Commentary, Roberto Lovato,
Pacific News Service, Aug 12, 2003
Editor's Note:
The Guatemalan Constitutional Court has recently cleared the way for Efrian Rios Montt, responsible for mass killing in Guatemala in the 1980s, to run for president. The writer explores why the U.S. barely denounces Rios Montt while it condemns Saddam Hussein daily.~snip~
Why the fuzziness about the man in the Americas who most embodies Bush administration descriptions of "evil"? Steady, daily denunciations of Saddam Hussein over the last 23 months contrast staggeringly with the deadly silence around Rios Montt. It's hardly the response we've come to expect from an administration bent on redefining the moral discourse of the world.
So why is Washington being evasive?
Some observers believe that lack of resources like oil in Guatemala condemns it, and, for that matter, the entire Central American region, to perpetual neglect. Others think that former President Ronald Reagan's influence on the Bush administration guarantees that the mass graves of Guatemala will not see the light of CNN, though such sites were being uncovered at about the same time as those in Iraq.
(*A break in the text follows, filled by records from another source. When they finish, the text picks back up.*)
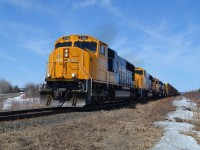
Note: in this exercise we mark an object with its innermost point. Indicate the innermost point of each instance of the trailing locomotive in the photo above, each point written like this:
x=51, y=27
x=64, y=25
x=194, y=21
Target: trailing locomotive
x=82, y=70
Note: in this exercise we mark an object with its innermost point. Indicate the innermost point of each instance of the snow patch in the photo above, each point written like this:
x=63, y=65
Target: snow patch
x=20, y=102
x=173, y=138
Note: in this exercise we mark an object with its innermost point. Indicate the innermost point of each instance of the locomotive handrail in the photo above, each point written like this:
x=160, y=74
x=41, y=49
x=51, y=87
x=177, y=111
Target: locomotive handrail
x=88, y=75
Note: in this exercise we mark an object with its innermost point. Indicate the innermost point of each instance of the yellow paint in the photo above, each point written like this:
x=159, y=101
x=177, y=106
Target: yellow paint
x=85, y=64
x=141, y=79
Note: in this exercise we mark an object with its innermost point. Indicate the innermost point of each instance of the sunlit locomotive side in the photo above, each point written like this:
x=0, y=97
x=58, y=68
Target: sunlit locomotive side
x=82, y=70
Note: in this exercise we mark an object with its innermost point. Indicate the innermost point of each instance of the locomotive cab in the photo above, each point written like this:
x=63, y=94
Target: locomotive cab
x=70, y=71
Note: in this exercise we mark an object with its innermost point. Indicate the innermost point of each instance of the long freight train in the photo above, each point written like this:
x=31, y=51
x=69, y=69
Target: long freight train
x=84, y=71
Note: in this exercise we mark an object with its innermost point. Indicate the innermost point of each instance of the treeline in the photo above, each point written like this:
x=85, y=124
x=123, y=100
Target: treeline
x=6, y=87
x=31, y=90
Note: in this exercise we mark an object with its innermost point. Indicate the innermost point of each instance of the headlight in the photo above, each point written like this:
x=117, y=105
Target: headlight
x=66, y=50
x=66, y=55
x=73, y=75
x=48, y=75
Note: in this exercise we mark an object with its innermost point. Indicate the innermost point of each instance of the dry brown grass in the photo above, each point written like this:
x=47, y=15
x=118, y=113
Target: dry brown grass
x=194, y=135
x=108, y=130
x=195, y=97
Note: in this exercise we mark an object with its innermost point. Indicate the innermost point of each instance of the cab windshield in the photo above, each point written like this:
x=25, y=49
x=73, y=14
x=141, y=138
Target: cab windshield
x=63, y=44
x=140, y=72
x=91, y=46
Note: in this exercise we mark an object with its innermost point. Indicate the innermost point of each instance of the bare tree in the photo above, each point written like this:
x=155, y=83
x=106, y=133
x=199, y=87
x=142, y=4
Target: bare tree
x=6, y=87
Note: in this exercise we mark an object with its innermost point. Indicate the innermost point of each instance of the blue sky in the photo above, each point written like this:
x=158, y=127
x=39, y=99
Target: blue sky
x=161, y=36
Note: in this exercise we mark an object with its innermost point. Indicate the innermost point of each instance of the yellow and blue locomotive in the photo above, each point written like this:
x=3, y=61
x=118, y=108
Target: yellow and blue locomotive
x=83, y=71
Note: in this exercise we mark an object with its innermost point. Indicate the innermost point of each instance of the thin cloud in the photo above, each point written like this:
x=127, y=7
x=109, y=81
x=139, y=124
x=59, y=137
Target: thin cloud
x=31, y=5
x=30, y=38
x=83, y=4
x=5, y=56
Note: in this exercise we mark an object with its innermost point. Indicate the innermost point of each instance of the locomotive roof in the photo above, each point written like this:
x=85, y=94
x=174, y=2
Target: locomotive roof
x=78, y=37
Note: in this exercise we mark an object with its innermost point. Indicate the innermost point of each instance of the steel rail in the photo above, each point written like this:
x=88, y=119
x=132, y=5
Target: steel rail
x=31, y=113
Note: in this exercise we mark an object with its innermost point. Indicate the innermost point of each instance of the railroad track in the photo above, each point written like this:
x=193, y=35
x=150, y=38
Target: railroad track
x=11, y=95
x=31, y=113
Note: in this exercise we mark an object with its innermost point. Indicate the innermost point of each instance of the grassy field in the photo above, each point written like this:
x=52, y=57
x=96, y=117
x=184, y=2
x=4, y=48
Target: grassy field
x=125, y=128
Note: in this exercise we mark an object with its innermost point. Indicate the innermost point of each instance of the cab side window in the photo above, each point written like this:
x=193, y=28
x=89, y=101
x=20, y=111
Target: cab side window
x=103, y=50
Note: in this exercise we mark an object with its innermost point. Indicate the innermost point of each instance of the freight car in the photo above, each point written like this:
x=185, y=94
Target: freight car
x=82, y=70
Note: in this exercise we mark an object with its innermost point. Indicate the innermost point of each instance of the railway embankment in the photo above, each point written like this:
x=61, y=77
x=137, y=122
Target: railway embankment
x=124, y=128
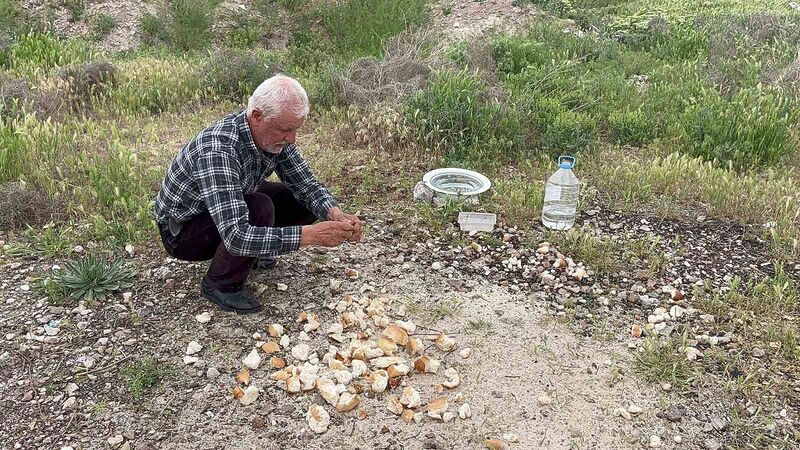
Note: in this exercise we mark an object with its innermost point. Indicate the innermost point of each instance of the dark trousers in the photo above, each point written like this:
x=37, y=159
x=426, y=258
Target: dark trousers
x=272, y=204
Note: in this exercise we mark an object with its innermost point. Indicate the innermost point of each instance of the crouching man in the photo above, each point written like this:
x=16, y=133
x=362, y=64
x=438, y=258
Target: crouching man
x=214, y=202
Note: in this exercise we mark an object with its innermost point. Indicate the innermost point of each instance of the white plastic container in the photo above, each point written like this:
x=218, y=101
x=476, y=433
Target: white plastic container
x=561, y=196
x=469, y=221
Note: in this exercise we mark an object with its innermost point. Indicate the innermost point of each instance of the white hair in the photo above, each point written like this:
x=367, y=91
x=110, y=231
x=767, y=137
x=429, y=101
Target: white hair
x=277, y=93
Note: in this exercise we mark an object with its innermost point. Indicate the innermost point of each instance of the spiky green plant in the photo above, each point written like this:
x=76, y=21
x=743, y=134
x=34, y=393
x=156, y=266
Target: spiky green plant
x=92, y=278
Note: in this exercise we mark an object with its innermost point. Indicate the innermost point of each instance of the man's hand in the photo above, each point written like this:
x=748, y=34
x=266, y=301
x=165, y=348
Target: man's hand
x=327, y=234
x=337, y=215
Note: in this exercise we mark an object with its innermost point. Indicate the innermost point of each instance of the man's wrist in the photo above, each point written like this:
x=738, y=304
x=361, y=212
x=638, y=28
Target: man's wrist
x=335, y=213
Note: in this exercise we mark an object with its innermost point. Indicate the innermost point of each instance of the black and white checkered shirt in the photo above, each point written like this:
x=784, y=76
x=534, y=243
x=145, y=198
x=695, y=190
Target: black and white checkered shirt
x=214, y=171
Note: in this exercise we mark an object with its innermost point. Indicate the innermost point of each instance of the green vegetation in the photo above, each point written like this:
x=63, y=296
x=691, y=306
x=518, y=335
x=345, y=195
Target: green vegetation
x=91, y=278
x=144, y=374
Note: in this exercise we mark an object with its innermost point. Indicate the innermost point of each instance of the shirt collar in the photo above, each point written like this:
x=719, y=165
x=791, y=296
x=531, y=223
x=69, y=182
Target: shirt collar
x=245, y=133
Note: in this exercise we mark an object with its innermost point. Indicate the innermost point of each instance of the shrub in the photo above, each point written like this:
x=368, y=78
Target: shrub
x=91, y=278
x=360, y=27
x=191, y=22
x=454, y=116
x=236, y=74
x=144, y=374
x=76, y=9
x=631, y=128
x=87, y=80
x=35, y=52
x=570, y=132
x=154, y=30
x=101, y=26
x=22, y=206
x=751, y=129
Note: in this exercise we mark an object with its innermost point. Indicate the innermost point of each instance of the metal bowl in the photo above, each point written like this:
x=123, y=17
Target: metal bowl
x=458, y=182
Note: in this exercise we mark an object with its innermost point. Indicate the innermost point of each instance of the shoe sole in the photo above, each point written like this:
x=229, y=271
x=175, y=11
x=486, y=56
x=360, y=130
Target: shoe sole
x=228, y=308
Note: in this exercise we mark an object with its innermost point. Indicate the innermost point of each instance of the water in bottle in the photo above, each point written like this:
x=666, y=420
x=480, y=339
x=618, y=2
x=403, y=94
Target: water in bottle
x=561, y=196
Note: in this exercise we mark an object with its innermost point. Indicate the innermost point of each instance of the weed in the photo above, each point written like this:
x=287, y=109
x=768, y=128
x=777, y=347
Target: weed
x=101, y=26
x=478, y=326
x=76, y=9
x=660, y=361
x=236, y=74
x=92, y=278
x=144, y=374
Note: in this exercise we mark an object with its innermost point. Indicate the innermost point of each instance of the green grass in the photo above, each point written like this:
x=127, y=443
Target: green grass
x=660, y=361
x=91, y=278
x=143, y=375
x=101, y=26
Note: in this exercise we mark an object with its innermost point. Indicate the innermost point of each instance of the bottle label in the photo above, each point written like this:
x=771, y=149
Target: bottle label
x=552, y=193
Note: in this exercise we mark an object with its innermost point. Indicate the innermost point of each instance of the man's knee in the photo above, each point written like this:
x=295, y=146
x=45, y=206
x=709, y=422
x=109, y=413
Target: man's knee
x=261, y=208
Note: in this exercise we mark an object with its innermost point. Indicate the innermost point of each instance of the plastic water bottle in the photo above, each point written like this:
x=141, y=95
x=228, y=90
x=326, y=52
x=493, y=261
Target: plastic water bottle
x=561, y=196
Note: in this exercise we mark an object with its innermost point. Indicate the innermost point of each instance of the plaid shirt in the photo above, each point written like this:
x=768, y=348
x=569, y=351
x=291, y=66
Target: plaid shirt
x=214, y=171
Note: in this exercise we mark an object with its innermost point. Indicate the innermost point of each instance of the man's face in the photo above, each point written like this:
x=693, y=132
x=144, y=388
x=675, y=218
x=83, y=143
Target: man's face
x=272, y=135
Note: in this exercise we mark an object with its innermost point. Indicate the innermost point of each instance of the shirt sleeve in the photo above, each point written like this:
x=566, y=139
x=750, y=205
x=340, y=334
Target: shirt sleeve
x=294, y=172
x=217, y=173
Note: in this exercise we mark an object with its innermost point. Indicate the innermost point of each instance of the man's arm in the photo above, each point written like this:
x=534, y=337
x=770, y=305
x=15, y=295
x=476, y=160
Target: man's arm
x=293, y=170
x=217, y=174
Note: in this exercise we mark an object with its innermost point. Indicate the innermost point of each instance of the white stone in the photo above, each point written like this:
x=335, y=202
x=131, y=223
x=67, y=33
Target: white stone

Declassified State Department documents released by the Clinton administration in 1999 reveal that high-level U.S. officials knew that Guatemala's mass graves were created after "executions ordered by armed services officers close to President Rios Montt." On Dec. 4, 1982, President Reagan visited Central America and met with Rios Montt, whom he described as a "man of great personal integrity and commitment" who had been "getting a bum rap." Forensic anthropologists later found that three days after the meeting, Rios Montt's military slaughtered more than 300 villagers in the hamlet of Dos Erres.